Iba a la iglesia y le preguntaba a Dios por qué había pasado, pero creo que en mi desesperación no le prestaba atención.
Un día fuimos a la iglesia juntos con Larios el pastor inicio diciendo que todo pasaba con un propósito yo no entendía cuál era.
Larios tenía un hermano pequeño llamado Marcos a él su papa no lo quería mucho y no le había dejado nada.
Trabaja en la empresa de Larios era el segundo al mando él le había dado ese puesto tenía 25 años tomamos la decisión con Larios dejarle todo lo que teníamos ambos pues veíamos que se esforzaba el doble siempre, todo pasaría a su nombre en el momento que ha ambos nos pasara algo.
Ambos lo queríamos como a un hijo le enseñábamos todo lo que podíamos, el aprendía rápido nos sentíamos orgullosos de él.

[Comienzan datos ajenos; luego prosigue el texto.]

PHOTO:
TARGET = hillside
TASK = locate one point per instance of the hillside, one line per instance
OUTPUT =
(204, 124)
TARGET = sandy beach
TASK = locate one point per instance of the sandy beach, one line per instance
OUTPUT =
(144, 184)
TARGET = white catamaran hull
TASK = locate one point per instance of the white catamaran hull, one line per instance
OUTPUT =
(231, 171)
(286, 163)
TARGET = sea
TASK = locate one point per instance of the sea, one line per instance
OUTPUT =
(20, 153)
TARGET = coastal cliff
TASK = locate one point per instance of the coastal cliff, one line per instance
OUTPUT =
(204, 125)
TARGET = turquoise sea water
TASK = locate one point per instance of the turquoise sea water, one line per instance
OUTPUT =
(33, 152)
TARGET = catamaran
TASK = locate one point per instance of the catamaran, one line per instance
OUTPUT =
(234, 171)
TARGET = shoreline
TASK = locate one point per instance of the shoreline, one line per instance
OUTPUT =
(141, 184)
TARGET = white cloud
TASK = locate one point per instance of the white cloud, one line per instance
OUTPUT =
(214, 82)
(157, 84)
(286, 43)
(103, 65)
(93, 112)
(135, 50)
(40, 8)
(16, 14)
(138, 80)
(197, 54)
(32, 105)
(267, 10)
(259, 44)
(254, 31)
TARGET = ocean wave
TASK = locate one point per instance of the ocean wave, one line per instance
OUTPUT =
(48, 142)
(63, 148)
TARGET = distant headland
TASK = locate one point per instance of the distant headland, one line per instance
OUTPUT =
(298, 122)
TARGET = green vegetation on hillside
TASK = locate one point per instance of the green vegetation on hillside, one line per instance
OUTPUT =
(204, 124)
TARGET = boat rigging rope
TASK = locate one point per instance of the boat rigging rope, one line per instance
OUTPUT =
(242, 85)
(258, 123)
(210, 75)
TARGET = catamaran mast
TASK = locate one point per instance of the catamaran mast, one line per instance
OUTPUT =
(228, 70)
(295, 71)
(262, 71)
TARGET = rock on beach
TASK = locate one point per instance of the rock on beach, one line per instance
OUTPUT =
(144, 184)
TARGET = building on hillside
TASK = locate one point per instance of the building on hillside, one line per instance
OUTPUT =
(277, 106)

En el mes de noviembre la madre de Larios se puso muy grave y murió al cabo de unos días, fue otra perdida que enfrentamos los tres juntos ella al final si había llegado a ser como una segunda madre.
Así paso el tiempo cada día aprendiendo cosas nuevas los tres juntos.
Cumplíamos con Larios 55 años nuestros negocios ya se habían vuelto internacionales ambos luchábamos porque nuestros negocios les dieran empleos a muchas personas y tratábamos de dar lo mejor.
Realizamos donaciones a muchas familias nos hacía sentir felices.
Un día normal para mi caminábamos de la mano con Larios en los jardines de la que había sido su casa pues el decidió dejársela a su hermano después de la muerte de su madre.
Nos reímos juntos cuando el cayó al suelo diciendo que no podía respirar y me dijo “te veo en la próxima vida por favor no huyas de mi para que pasemos más tiempo juntos” y murió yo lloraba sobre su cuerpo pidiendo que solo estuviera bromeando, pero no era así.
Me hinque al lado de su cuerpo y le roge a Dios me diera la oportunidad de ya no volver a sentir para no sufrir.
Dios me lo concedió no sabía que había hecho en ese momento, solo sé que el dolor desapareció.
Me recosté al lado de Larios y cerré mis ojos, porque el dolor de su perdida se había ido pero el amor es algo de lo que no se puede huir y como había prometido me quedé a su lado.